# Thread: Tangent plane to a surface

1. ## Tangent plane to a surface

Is it correct to assume that taking the dot product of the gradient and the derivative of a surface function will give me the equation of the tangent plane at any point on the surface? My notes are not entirely clear about this. Thanks in advance.

Also, would a question of this nature be better suited in the calculus section?

2. To answer this question properly, I have be sure that you know how to write the equation of a plane given a point on the plane and its normal. Do you?

If so then the gradient to a surface at a point is the normal of the tangent plane at that point.
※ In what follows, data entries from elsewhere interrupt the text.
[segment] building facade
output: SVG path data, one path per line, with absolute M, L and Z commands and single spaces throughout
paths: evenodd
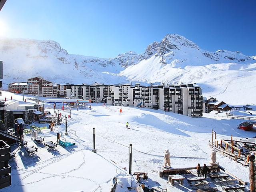
M 90 99 L 93 102 L 106 102 L 107 98 L 110 96 L 110 86 L 104 84 L 67 84 L 66 88 L 67 97 Z
M 15 82 L 8 85 L 8 91 L 14 93 L 28 93 L 28 83 L 27 82 Z
M 37 77 L 29 79 L 27 87 L 28 94 L 44 97 L 91 100 L 115 106 L 161 109 L 190 117 L 202 116 L 204 112 L 202 89 L 196 84 L 144 86 L 139 83 L 132 85 L 94 83 L 54 85 Z
M 117 84 L 110 86 L 110 92 L 108 104 L 159 109 L 193 117 L 203 115 L 202 89 L 196 84 L 148 86 Z
M 28 79 L 27 83 L 28 94 L 46 97 L 57 97 L 57 86 L 41 77 Z

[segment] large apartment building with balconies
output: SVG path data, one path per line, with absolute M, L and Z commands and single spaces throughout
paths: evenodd
M 54 86 L 52 82 L 41 77 L 28 79 L 27 83 L 28 94 L 42 97 L 57 97 L 56 86 Z
M 110 96 L 110 86 L 95 83 L 92 85 L 66 85 L 66 96 L 90 99 L 93 102 L 105 102 Z

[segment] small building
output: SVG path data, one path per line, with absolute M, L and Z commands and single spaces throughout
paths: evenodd
M 228 106 L 228 104 L 223 101 L 219 101 L 210 102 L 207 104 L 206 108 L 208 113 L 213 110 L 224 111 L 228 111 L 231 109 L 231 108 Z
M 28 83 L 24 82 L 14 82 L 8 85 L 8 91 L 14 93 L 28 92 Z

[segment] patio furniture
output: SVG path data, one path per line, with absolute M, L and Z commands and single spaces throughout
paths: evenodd
M 37 148 L 34 148 L 34 146 L 32 147 L 26 147 L 25 149 L 29 155 L 34 154 L 37 152 Z
M 44 141 L 44 138 L 43 138 L 42 137 L 37 137 L 35 138 L 34 140 L 37 143 L 42 143 L 42 142 Z
M 50 149 L 52 149 L 57 147 L 57 144 L 52 141 L 48 141 L 44 143 L 44 145 L 48 147 Z
M 183 184 L 183 180 L 186 178 L 182 175 L 170 175 L 168 178 L 168 181 L 171 183 L 172 185 L 174 185 L 174 181 L 178 182 L 181 185 Z

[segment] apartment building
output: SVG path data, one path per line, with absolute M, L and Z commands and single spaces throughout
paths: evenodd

3. maybe i'm confusing the derivative of a vector function curve. I know that it represents the tangent at any point on a curve, and if I know the normal vector as well at that point (the gradient?), then the dot product of the two equal to zero should give me a plane tangent to the curve at that point

I understand that when looking at surfaces, the tangent plane at a point (x1, y1, z1) of the function F(x,y,z) is going to be:

∇F(x,y,z) . <(x - x1), (y - y1), (z - z1)> = 0

and my visualization of this is the following:

4. It should be $\nabla F(x_1 ,y_1 ,z_1 ) \cdot \left\langle {x - x_1 ,y - y_1 ,z - z_1 } \right\rangle = 0$ for the tangent plane to the field $F(x,y,z)$ at $(x_1,y_1,z_1)$.

But remember that the gradient involves partial derivatives.

5. super, pretty much what the notes and readings say. Thanks for the help!